Amayzine

Why we need to stop home isolation

May with a cup of coffee

When we got corona a year ago (early adopter, huh) we all had it. Kaboom. We are quite a cuddly family (in the morning it's really like mikado with legs in our bed), so if one has it, you can bet your life that we all have the same in no time.

‘Are you going into home isolation?’ a schoolyard mother texted me. I had never heard of the word, but I could imagine something. The one who mentioned it was trapped in a small room, eating his food from a pushed-in tray and spending his days in loneliness.

Aside from the fact that I can hardly imagine anything more miserable than throwing an apple to someone you love from one and a half meters away or waving a hand kiss, I also just find home isolation crazy. Because what happens in nine out of ten cases? That damned virus strikes anyway and then you still have to stay home. I know families where, due to failed isolation attempts, people ended up staying inside for three weeks.

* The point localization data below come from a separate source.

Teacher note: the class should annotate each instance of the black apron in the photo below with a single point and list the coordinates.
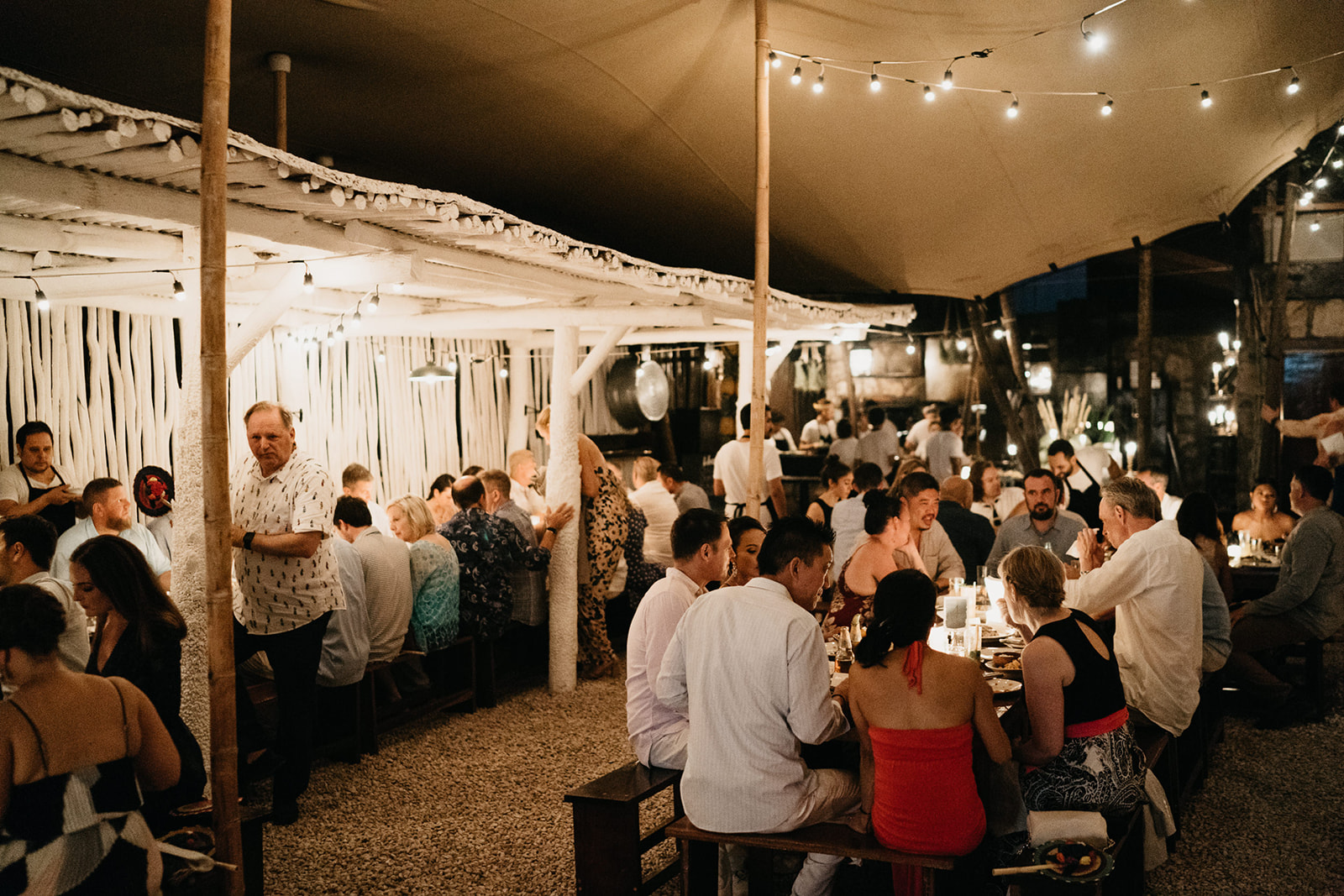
(1086, 503)
(58, 515)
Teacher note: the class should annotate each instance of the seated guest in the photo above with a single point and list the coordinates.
(1081, 752)
(846, 445)
(488, 548)
(346, 641)
(918, 493)
(916, 711)
(1158, 479)
(35, 484)
(436, 610)
(660, 511)
(387, 578)
(837, 483)
(701, 547)
(884, 553)
(1263, 520)
(108, 512)
(358, 483)
(441, 499)
(530, 600)
(138, 637)
(522, 473)
(847, 516)
(971, 533)
(689, 495)
(26, 547)
(1305, 604)
(988, 496)
(745, 535)
(74, 747)
(749, 669)
(1043, 526)
(1153, 584)
(1198, 521)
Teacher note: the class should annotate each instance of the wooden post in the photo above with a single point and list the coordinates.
(1273, 367)
(564, 486)
(281, 65)
(761, 291)
(1144, 348)
(214, 402)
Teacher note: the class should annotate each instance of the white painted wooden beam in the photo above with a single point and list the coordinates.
(596, 358)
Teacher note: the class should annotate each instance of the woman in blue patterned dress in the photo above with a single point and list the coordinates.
(434, 574)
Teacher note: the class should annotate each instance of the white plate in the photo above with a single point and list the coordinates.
(1003, 685)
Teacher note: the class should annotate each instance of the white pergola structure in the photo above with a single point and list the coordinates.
(100, 210)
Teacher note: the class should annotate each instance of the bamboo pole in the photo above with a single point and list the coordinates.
(1273, 367)
(761, 289)
(1144, 347)
(214, 402)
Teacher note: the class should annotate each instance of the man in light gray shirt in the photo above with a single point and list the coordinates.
(1043, 524)
(387, 578)
(1308, 602)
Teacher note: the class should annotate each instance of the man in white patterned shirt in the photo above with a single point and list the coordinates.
(288, 586)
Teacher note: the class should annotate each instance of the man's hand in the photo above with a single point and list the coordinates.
(558, 517)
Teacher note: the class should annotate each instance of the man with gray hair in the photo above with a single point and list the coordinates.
(1155, 584)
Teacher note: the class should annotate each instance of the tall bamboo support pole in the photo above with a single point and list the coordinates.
(1144, 348)
(214, 402)
(761, 293)
(1273, 367)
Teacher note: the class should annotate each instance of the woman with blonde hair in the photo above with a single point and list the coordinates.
(1081, 752)
(434, 574)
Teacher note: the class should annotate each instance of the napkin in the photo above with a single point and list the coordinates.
(1086, 826)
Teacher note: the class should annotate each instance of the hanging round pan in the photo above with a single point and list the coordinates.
(636, 392)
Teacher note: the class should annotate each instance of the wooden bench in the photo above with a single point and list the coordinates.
(699, 855)
(608, 846)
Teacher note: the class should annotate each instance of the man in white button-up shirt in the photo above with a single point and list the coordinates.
(1155, 584)
(749, 668)
(701, 544)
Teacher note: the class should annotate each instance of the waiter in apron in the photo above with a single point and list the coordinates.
(34, 484)
(1082, 500)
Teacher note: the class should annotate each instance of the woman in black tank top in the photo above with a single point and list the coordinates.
(1081, 752)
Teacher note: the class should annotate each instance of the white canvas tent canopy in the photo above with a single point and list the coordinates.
(98, 210)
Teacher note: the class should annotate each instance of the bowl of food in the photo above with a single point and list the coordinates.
(1005, 663)
(1073, 862)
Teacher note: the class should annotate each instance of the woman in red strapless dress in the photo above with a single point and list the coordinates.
(916, 711)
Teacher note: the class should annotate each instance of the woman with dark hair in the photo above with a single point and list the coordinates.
(138, 637)
(916, 711)
(871, 562)
(1202, 528)
(837, 481)
(441, 499)
(76, 750)
(746, 535)
(1081, 752)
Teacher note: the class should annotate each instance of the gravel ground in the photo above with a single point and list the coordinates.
(472, 804)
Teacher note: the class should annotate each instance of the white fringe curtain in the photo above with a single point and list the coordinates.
(109, 387)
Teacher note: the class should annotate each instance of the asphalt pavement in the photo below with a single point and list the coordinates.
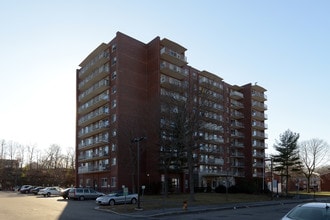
(206, 208)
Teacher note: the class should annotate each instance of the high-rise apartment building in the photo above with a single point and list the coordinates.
(133, 96)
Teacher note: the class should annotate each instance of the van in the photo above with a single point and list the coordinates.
(83, 193)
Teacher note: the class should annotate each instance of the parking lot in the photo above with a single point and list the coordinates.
(17, 206)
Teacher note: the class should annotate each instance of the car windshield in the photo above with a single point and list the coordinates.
(306, 213)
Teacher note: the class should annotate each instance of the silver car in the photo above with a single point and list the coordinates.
(309, 211)
(83, 193)
(117, 198)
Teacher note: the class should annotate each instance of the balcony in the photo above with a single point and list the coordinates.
(93, 131)
(238, 164)
(236, 115)
(259, 116)
(173, 70)
(259, 106)
(236, 105)
(237, 134)
(259, 125)
(259, 135)
(93, 117)
(237, 124)
(259, 145)
(237, 144)
(237, 154)
(173, 57)
(236, 95)
(92, 169)
(261, 97)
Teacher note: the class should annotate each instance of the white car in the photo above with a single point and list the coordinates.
(50, 191)
(309, 211)
(117, 198)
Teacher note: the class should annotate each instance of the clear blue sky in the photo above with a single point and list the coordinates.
(283, 45)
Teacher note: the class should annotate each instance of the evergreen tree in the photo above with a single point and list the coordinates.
(287, 160)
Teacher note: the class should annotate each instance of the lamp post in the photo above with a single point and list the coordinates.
(138, 140)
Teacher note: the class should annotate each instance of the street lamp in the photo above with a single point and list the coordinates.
(138, 140)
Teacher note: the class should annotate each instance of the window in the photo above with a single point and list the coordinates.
(113, 47)
(113, 181)
(114, 103)
(113, 161)
(113, 118)
(104, 182)
(114, 75)
(113, 61)
(88, 182)
(113, 147)
(113, 90)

Just stop it. Drink from each other's glass, sit on each other's lap. Watch all the movies of Hugh Grant together, all the seasons of The Crown and Downton Abbey, and then crawl out together again.

I will undoubtedly not get an approving nod from Diederik Gommers and Ernst Kuipers, but this is just my Dutch common sense and final conclusion after two years of corona misery. Just cuddling through the misery and compressing that staying at home. What about you?